У нее перехватило дыхание:
— Как вы смеете?
— Вы часто пользуетесь этой репликой, — заметил я. — Слишком часто. Так вот что, заткнитесь и выметайтесь отсюда ко всем чертям. Или вы воображаете, что мне доставляет удовольствие, когда меня пугают убийством? Да, вот еще…
Я открыл ящик, вынул двадцать баксов и швырнул ей.
— Забирайте свои деньги. Можете пожертвовать их больнице или научной лаборатории.
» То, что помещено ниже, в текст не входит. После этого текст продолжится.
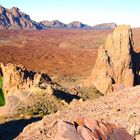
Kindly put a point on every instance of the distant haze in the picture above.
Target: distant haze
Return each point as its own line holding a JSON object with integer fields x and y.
{"x": 91, "y": 12}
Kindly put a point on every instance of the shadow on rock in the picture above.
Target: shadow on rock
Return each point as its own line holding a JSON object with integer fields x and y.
{"x": 10, "y": 130}
{"x": 65, "y": 96}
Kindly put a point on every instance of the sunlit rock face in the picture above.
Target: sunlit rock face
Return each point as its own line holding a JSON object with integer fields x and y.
{"x": 115, "y": 66}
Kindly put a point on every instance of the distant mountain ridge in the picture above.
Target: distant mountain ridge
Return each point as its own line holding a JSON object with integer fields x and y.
{"x": 15, "y": 19}
{"x": 105, "y": 26}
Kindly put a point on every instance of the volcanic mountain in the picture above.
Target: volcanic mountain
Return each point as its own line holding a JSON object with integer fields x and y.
{"x": 105, "y": 26}
{"x": 15, "y": 19}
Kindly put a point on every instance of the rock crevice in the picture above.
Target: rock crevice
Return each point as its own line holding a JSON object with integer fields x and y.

Их присутствие нервирует меня.
Орфамей машинально потянулась рукой к деньгам. Ее глаза за стеклами очков округлились от удивления.
— Я не ожидала, что вас так легко напугать, — сказала она, с достоинством беря сумку. — Вы казались мне более отважным.
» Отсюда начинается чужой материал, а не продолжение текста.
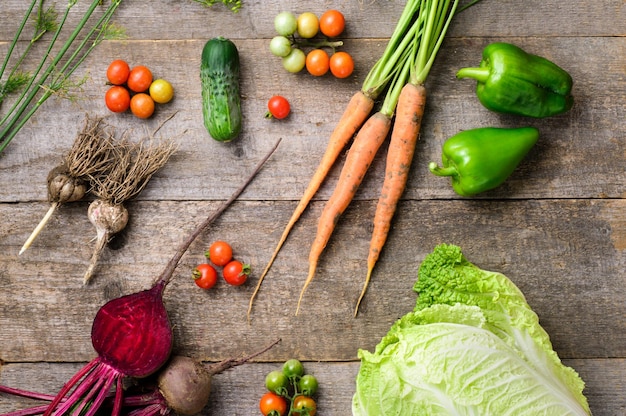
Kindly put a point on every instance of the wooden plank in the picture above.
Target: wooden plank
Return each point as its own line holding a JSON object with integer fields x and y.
{"x": 565, "y": 154}
{"x": 238, "y": 390}
{"x": 567, "y": 256}
{"x": 557, "y": 227}
{"x": 175, "y": 19}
— Я просто притворялся, — проворчал я, обходя стол.
Орфамей откинулась на спинку кресла.
— Я храбрый только с маленькими девочками вроде вас, которые не отращивают длинные ногти.
Я взял ее за руку и рывком поднял на ноги. Она откинула назад голову и приоткрыла губы. Сегодня я был дьявольски груб с женщинами.
— Но вы все-таки найдете для меня Оррина? — прошептала она. — Я солгала вам. Все, что я сказала, было выдумкой. Он не звонил мне. Я ничего не знаю.
— Духи… — удивился я, принюхиваясь. — Детка, вы надушились за ушами — и все это для меня! Вы пришли показаться мне в новом оперении?
Девушка кивнула, ее взгляд стал нежным и кротким.
— Снимите с меня очки, Филип, — взмолилась она. — Я не буду возражать, если вы будете пить виски. Правда, не буду.
Лица наши сблизились. Я боялся снять с нее очки: у меня могло появиться искушение ударить ее по носу.
— Хорошо, я найду для вас Оррина, если он еще жив, — согласился я. — И не возьму ни цента за работу. Меня интересует только одна вещь.
— Какая, Филип? — ласково спросила она, еще шире приоткрыв губы.
— Кто был паршивой овцой в вашей семье?
Девушка испуганно вырвалась из моих рук.
— Вы сказали, что не Оррин паршивая овца в вашей семье. Помните? Сказали со странным ударением. А позже упомянули о сестре Лейле, но произнесли ее имя с явной неохотой.
— Не помню, чтобы я говорила что-либо подобное, — медленно протянула Орфамей.
— Поэтому я и заинтересовался. Какой псевдоним выбрала себе Лейла для кино?
— Для кино? — переспросила девушка. — Я не говорила, что она снимается в кино.
Я улыбнулся своей простой, открытой улыбкой. Орфамей, поняв свой промах, пришла в ярость.
— Занимайтесь своим делом! — вскричала она. — И оставьте Лейлу в покое со своими грязными намеками.
— Какими грязными намеками? — удивился я. — Об этом стоит подумать.
— Вы думаете только о виски и женщинах! — воскликнула Орфамей. — Я ненавижу вас!
Она бросилась к двери и, распахнув ее, выбежала в коридор.
Я вернулся к своему столу и тяжело опустился в кресло. Очень странная девушка. Очень, очень странная.
Через несколько минут снова зазвонил телефон. После четвертого звонка я поднял трубку.
— Похоронное бюро Мак-Кинли, — сказал я.
— Что-о? — спросила женщина и разразилась пронзительным смехом.
Это был розыгрыш из арсенала полицейских времен 1921 года. Очень тонкая острота, как обух топора. Я выключил свет и отправился домой.
Глава 14
Утро следующего дня застало меня у дверей магазина фототоваров в Бэй-сити. Позавтракавший и умиротворенный, я сидел в машине и читал местную газету. До этого я уже покончил с лос-анджелесской газетой, не содержавшей никаких сообщений о трупе в отеле «Ван-Найз». «Бэй-сити Ньюс» была менее привередлива и поместила статью об убийстве управляющего прямо на первой странице, рядом с ценами на мясо:
Анонимный телефонный звонок вчера днем заставил полицию поспешить на Айдахо-стрит, в дом, находящийся напротив склада пиломатериалов компании «Скейменс и Янсинг». Войдя в незапертую дверь квартиры управляющего, полицейские обнаружили хозяина, Лестера Б. Клаузена, сорока пяти лет, мертвым на кушетке. Он был заколот в шею ножом для колки льда, оставленным в его теле. После предварительного осмотра следователь Фрэнк Л. Кроуди заявил, что Клаузен был сильно пьян и, возможно, в момент смерти находился в бессознательном состоянии. На его теле не было обнаружено никаких следов борьбы.